Moreton Bryan J, Tew Victoria, das Nair Roshan, Wheeler Maggie, Walsh David A, Lincoln Nadina B
University of Nottingham, Nottingham, UK.
Arthritis Care Res (Hoboken). 2015 Apr;67(4):519-28. doi: 10.1002/acr.22431.
Multiple mechanisms are involved in pain associated with osteoarthritis (OA). The painDETECT and Self-Report Leeds Assessment of Neuropathic Symptoms and Signs (S-LANSS) questionnaires screen for neuropathic pain and may also identify individuals with musculoskeletal pain who exhibit abnormal central pain processing. The aim of this cross-sectional study was to evaluate painDETECT and S-LANSS for classification agreement and fit to the Rasch model, and to explore their relationship to pain severity and pain mechanisms in OA.
A total of 192 patients with knee OA completed questionnaires covering different aspects of pain. Another group of 77 patients with knee OA completed questionnaires and underwent quantitative sensory testing for pressure-pain thresholds (PPTs). Agreement between painDETECT and S-LANSS was evaluated using kappa coefficients and receiver operator characteristic (ROC) curves. Rasch analysis of both questionnaires was conducted. Relationships between screening questionnaires and measures of pain severity or PPTs were calculated using correlations.
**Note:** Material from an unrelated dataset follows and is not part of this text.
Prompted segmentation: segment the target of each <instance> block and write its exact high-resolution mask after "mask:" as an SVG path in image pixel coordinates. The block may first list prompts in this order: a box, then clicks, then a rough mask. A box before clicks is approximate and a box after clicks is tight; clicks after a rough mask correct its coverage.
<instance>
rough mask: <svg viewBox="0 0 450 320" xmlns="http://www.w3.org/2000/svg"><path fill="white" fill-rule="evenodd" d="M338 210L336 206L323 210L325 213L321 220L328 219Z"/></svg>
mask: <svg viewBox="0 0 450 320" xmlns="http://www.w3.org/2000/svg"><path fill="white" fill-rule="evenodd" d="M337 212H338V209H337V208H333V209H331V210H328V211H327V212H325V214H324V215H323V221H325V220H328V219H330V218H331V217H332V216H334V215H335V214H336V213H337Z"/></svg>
PainDETECT and S-LANSS shared a stronger correlation with each other than with measures of pain severity. ROC curves identified optimal cutoff scores for painDETECT and S-LANSS to maximize agreement, but the kappa coefficient was low (κ = 0.33-0.46). Rasch analysis supported the measurement properties of painDETECT but not those of S-LANSS. Higher painDETECT scores were associated with widespread reductions in PPTs.
The data suggest that painDETECT assesses pain quality associated with augmented central pain processing in patients with OA. Although developed as a screening questionnaire, painDETECT may also function as a measure of characteristics that indicate augmented central pain processing. Agreement between painDETECT and S-LANSS for pain classification was low, and it is currently unknown which tool may best predict treatment outcome.
骨关节炎(OA)相关疼痛涉及多种机制。疼痛检测问卷(painDETECT)和利兹神经病理性症状与体征自我报告评估问卷(S-LANSS)用于筛查神经病理性疼痛,也可识别存在异常中枢性疼痛处理的肌肉骨骼疼痛患者。本横断面研究的目的是评估painDETECT和S-LANSS在分类一致性和对拉施模型的拟合度方面的情况,并探讨它们与OA疼痛严重程度和疼痛机制的关系。
共有192例膝骨关节炎患者完成了涵盖疼痛不同方面的问卷。另一组77例膝骨关节炎患者完成问卷并接受压力痛阈值(PPT)的定量感觉测试。使用kappa系数和受试者工作特征(ROC)曲线评估painDETECT和S-LANSS之间的一致性。对两份问卷进行拉施分析。使用相关性计算筛查问卷与疼痛严重程度测量值或PPT之间的关系。
与疼痛严重程度测量值相比,painDETECT和S-LANSS之间的相关性更强。ROC曲线确定了painDETECT和S-LANSS的最佳截断分数以最大化一致性,但kappa系数较低(κ = 0.33 - 0.46)。拉施分析支持painDETECT的测量特性,但不支持S-LANSS的测量特性。较高的painDETECT分数与PPT的广泛降低相关。
数据表明,painDETECT评估了与OA患者中枢性疼痛处理增强相关的疼痛性质。尽管painDETECT是作为筛查问卷开发的,但它也可能作为一种指示中枢性疼痛处理增强特征的测量工具。painDETECT和S-LANSS在疼痛分类方面的一致性较低,目前尚不清楚哪种工具可能最能预测治疗结果。